焼肉のつけダレとしては、マジで優勝! 肉の漬け込みは勿論、野菜炒め、冷奴、サラダのドレッシング、焼き魚など幅広く使える超万能調味料だ! 究極の使い方としては、温かいご飯にそのままかける。月末の給料が底をついた時に、これだけで何日も過ごした実績、僕の経験に裏付けされた超万能調味料なのだ!!


マジで優秀! マジで優勝! マジで神! そのタレの名は……




『スタミナ源○れ』!!


同じ物は作れないとしても、それに近い味は出せるはずだ!


今日の放課後は王宮の調理場へ行って、作業開始だ! 


懐かしい味の再現! それだけでテンションが爆上がりしてしまう。アリシアに助手をお願いしようかと思ったが、ここはお約束の天性のメシマズ展開になるだろうと感じ、あえて声を掛けなかった。

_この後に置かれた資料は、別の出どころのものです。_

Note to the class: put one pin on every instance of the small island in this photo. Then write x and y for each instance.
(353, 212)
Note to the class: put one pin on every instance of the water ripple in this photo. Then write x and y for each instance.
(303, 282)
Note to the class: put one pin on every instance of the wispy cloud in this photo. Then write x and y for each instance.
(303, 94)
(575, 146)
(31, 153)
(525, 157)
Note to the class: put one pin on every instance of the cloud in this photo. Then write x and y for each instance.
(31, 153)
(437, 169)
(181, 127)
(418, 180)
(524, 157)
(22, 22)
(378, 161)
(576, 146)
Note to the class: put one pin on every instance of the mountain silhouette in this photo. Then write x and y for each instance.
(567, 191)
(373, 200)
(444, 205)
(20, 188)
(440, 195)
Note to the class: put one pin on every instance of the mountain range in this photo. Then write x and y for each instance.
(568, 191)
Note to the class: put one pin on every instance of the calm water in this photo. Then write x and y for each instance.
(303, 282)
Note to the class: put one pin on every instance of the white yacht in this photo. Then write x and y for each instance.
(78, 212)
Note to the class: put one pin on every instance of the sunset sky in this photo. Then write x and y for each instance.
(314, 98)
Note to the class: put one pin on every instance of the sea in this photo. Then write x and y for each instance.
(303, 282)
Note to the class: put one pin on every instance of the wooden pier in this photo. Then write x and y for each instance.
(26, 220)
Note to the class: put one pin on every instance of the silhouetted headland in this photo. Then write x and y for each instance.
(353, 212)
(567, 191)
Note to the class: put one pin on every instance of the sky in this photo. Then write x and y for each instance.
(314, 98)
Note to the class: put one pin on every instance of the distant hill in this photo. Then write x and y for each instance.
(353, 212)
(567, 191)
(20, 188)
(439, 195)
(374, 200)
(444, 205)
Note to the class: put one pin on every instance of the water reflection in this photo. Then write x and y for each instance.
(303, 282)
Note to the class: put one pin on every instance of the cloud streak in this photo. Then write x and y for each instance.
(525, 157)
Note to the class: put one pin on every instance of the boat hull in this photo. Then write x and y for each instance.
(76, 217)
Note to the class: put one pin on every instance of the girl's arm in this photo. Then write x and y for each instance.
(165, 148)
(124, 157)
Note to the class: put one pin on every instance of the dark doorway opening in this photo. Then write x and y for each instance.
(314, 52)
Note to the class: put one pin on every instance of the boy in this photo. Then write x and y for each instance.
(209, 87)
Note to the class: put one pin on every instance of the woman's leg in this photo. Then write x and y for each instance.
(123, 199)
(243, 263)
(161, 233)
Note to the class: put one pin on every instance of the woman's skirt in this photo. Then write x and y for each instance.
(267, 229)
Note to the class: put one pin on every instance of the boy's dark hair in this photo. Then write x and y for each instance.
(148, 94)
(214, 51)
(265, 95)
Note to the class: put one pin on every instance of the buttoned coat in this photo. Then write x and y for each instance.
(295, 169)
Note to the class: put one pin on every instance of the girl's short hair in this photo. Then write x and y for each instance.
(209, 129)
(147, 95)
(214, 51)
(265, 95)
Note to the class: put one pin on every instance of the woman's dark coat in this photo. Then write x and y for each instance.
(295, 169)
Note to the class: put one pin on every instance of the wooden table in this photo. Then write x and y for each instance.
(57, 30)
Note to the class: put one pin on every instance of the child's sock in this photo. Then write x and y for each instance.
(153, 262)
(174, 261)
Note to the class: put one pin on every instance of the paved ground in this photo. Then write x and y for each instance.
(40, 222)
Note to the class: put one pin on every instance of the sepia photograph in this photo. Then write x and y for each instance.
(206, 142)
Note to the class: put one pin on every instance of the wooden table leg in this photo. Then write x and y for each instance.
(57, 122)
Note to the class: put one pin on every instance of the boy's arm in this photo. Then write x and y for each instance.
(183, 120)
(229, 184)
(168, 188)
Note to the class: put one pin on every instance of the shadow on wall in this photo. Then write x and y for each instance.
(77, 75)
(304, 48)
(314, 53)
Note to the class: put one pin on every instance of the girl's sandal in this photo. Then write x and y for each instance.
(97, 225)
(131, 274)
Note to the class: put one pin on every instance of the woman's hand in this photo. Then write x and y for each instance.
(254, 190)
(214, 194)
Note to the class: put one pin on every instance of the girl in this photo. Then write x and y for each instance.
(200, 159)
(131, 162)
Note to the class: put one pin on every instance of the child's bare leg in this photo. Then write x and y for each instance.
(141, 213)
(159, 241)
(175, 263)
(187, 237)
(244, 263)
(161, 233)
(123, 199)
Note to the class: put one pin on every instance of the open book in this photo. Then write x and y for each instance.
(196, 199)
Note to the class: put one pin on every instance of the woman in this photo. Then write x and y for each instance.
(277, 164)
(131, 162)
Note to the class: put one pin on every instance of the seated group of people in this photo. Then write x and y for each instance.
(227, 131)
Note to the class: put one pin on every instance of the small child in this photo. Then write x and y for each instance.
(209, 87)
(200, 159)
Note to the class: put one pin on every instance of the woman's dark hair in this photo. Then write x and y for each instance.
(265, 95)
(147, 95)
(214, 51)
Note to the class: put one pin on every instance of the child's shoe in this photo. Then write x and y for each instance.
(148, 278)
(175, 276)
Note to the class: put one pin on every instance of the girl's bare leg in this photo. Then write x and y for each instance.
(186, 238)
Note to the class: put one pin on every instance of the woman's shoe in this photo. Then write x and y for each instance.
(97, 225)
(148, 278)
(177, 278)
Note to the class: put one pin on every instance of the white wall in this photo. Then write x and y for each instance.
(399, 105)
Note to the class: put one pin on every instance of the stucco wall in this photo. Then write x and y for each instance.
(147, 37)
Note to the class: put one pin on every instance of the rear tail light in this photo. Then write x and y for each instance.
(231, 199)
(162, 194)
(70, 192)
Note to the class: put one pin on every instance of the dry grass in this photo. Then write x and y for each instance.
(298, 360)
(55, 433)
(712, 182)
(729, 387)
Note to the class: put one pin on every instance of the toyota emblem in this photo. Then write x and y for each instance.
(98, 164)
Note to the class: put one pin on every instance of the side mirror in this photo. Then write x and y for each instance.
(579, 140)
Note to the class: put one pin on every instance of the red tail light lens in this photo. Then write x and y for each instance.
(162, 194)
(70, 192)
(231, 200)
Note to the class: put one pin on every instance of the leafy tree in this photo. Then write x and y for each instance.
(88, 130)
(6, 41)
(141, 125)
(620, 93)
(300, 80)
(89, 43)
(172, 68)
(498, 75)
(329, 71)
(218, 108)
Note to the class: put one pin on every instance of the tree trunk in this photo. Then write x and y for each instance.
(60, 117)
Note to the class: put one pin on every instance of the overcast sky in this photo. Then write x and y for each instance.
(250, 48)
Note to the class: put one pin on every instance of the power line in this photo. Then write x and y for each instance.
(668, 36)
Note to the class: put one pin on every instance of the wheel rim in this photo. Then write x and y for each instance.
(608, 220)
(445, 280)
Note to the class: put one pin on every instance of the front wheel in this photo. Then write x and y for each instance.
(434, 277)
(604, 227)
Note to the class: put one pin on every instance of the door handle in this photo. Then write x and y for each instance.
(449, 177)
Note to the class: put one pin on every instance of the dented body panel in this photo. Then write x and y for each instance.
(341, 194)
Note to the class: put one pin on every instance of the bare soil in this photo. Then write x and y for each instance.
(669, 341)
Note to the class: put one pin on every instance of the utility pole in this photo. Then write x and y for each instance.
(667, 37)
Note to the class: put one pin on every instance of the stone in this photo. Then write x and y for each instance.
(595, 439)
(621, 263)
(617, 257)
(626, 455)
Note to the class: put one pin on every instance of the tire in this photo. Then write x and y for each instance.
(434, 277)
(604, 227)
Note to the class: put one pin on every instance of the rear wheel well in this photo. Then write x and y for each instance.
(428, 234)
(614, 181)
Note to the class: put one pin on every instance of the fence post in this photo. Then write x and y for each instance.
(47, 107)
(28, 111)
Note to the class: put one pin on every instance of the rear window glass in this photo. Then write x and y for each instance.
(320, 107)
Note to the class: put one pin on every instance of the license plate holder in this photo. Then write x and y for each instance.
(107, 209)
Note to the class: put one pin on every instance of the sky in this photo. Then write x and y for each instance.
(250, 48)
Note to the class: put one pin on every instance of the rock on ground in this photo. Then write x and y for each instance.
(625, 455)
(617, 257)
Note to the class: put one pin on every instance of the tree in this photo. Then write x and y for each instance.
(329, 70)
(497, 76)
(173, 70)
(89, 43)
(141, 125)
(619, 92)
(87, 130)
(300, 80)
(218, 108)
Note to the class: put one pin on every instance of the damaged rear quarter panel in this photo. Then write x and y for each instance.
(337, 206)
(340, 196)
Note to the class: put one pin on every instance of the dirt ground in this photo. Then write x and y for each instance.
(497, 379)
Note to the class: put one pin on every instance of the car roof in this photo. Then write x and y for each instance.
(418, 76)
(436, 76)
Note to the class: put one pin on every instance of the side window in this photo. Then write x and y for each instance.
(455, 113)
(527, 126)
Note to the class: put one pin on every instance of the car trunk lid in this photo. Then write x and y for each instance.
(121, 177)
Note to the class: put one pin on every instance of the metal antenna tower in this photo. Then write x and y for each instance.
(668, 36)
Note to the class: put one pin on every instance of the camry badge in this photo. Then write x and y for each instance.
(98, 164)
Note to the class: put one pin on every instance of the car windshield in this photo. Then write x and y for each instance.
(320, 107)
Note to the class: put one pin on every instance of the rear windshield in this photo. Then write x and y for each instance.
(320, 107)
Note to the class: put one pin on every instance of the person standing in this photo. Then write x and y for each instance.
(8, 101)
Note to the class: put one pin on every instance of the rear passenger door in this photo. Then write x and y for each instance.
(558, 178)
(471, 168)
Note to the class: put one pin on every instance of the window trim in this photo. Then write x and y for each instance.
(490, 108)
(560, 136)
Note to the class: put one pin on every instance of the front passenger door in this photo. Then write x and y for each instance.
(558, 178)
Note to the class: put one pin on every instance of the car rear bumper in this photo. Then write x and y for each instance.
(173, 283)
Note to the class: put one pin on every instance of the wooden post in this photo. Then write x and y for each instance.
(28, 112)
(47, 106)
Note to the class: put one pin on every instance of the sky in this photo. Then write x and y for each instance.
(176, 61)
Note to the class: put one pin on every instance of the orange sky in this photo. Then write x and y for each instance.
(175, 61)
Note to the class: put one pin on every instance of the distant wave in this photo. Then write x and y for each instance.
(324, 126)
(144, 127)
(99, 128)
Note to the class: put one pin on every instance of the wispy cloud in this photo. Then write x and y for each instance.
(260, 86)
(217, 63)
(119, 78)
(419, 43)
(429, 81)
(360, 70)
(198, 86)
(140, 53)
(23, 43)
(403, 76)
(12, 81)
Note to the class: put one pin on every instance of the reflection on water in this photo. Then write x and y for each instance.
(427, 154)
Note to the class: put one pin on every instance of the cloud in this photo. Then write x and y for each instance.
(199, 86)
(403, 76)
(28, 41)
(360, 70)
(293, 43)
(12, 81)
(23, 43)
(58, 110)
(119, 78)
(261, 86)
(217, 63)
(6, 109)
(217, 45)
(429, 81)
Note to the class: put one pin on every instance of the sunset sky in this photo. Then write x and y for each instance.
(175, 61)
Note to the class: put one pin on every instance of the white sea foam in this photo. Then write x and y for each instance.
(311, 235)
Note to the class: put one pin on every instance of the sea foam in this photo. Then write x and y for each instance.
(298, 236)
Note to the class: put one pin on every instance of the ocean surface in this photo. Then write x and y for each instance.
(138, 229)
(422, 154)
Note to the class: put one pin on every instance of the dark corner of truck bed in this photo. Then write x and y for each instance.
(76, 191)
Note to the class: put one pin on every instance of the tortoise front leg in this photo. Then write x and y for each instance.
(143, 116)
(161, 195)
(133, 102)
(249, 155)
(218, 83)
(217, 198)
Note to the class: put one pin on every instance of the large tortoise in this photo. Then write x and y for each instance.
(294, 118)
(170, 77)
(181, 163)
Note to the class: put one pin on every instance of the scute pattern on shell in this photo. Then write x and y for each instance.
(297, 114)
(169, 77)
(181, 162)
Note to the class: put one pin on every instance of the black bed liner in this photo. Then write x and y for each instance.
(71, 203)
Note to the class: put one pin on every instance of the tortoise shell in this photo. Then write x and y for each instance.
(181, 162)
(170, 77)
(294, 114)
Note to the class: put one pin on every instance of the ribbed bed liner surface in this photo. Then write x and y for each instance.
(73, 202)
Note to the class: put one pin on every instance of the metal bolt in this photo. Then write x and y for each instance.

授業が終わると同時に速攻で王宮に帰り、スタミナ源風たれの製作に取り掛かった。


「料理長。忙しいところ申し訳ないが、これの味見をしてもらえないだろうか?」


「ええ、では早速」


『ゴクン ゴクン』


料理長は僕が丹精込めて作ったタレの入った瓶を手に取り、一気飲みしてしまった…… 普通は小皿に移すとかするだろう……


「ハァ!? そんなに一気に飲んで大丈夫なのか?」


「うまい! もう一杯!」


「へぇ? それ…… 飲み物じゃなくて、焼肉のタレ……」


「それは、すみません。ついつい喉が乾いていたもので」


料理長は照れ隠しなのか舌を出して、頭をポリポリ掻いていた。頭から白い雪がパラパラと降っていた。


「大丈夫なら良いけど……」


「いや~、これなら何杯でもいけますよ!」


料理長はおかわりをご所望のようだ。何度も言うが、僕の作った物は飲み物じゃない。焼肉のタレなのに…… 


「おかわりはもうないよ……」


「なんですとーー!!」


料理長はおかわりが無いことに絶望し、へたり込んでしまった……

お読みいただき誠にありがとうございます。